Right out of the box, cease-fire seemed to be on Harry's mind: "We have Hezbollah content to fire rockets into Israel, just as we heard a couple of minutes ago from [CBS reporter] Sharyn Alfonsi. We have Israel intent on squashing Hezbollah. Is there any country in the world, any group of countries, for that matter, that can compel either side to stop?"
O'Hanlon didn't think so, noting that at this stage neither side shows the remotest interest in a cease fire.
Smith's secondary goal is apparently to keep the United States from going too directly to the aid of its ally Israel: "Iran is supplying rockets to Hezbollah. Even revolutionaries from Iran are said to be on the ground working with Hezbollah day by day. How does the United States stay out of this mess?"

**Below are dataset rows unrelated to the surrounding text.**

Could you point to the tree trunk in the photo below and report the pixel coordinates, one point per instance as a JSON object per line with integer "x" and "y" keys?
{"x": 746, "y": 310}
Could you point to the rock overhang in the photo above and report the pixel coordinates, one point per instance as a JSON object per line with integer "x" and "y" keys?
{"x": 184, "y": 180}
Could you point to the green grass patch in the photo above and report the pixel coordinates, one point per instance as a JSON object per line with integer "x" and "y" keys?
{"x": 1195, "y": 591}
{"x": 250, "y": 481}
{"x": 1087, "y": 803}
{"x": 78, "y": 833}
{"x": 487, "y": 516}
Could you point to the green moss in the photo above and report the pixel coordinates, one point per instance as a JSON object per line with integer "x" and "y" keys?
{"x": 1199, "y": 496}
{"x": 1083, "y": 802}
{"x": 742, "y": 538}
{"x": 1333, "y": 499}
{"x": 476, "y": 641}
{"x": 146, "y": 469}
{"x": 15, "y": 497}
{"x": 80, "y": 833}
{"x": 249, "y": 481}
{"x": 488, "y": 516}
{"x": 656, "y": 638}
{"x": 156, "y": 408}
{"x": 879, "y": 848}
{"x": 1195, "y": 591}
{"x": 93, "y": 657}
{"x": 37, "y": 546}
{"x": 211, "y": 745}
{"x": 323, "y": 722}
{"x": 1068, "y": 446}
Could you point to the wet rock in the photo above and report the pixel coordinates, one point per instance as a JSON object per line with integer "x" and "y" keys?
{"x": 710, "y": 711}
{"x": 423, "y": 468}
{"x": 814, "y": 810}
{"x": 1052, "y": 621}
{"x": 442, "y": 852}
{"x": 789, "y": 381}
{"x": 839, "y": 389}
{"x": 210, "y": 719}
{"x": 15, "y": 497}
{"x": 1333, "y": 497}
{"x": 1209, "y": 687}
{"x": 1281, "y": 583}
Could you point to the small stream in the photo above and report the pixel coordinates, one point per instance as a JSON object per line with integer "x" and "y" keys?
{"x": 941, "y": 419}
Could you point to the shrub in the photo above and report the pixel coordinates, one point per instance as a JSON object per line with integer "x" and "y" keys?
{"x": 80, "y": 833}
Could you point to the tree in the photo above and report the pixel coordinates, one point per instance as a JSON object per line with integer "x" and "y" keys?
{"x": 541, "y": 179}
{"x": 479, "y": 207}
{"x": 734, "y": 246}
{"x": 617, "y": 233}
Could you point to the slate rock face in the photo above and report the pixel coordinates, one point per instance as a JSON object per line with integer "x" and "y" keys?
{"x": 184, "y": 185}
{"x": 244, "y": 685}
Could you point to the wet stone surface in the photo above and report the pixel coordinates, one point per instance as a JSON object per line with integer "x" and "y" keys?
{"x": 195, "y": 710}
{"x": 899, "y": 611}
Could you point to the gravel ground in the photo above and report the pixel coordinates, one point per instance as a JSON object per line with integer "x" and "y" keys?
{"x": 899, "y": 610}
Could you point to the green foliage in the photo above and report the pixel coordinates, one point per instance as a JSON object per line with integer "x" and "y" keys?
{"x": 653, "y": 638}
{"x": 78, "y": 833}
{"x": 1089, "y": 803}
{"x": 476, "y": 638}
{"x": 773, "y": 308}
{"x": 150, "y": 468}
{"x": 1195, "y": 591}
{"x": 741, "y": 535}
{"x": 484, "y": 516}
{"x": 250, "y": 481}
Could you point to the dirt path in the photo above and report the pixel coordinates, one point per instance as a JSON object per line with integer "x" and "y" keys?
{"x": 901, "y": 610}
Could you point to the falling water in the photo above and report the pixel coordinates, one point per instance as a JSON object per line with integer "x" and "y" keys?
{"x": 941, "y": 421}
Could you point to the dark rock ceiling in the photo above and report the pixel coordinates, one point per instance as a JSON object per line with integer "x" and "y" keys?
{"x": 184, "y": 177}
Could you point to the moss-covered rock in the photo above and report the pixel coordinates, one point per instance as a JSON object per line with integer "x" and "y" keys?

O'Hanlon again gave a less-than-sanguine response: "It's a tough one."
Smith also wanted to know whether "the world will stand by and watch if Israel sends ground troops into Lebanon to really try and quash hezbollah town by town."
An equivocal O'Hanlon: "That's an open question."
O'Hanlon gets a certain kind of credit for not pretending to know too much!
Over at GMA, Charlie Gibson made the point that the g-8 leaders meeting in Russia "have not called for a cease-fire. That's surprised many people." And in an interview on the Today show, John McCain mentioned that, remarkably, a number of Arab countries have condemned Hezbollah. There are reports that some Arab countries are not-so-secretly hoping that Israel crushes the terror group.
But in Harry Smith's world of MSM moral relativism, are all sides equally blameworthy, the only solution being to stop the fighting and return to the deadly status quo?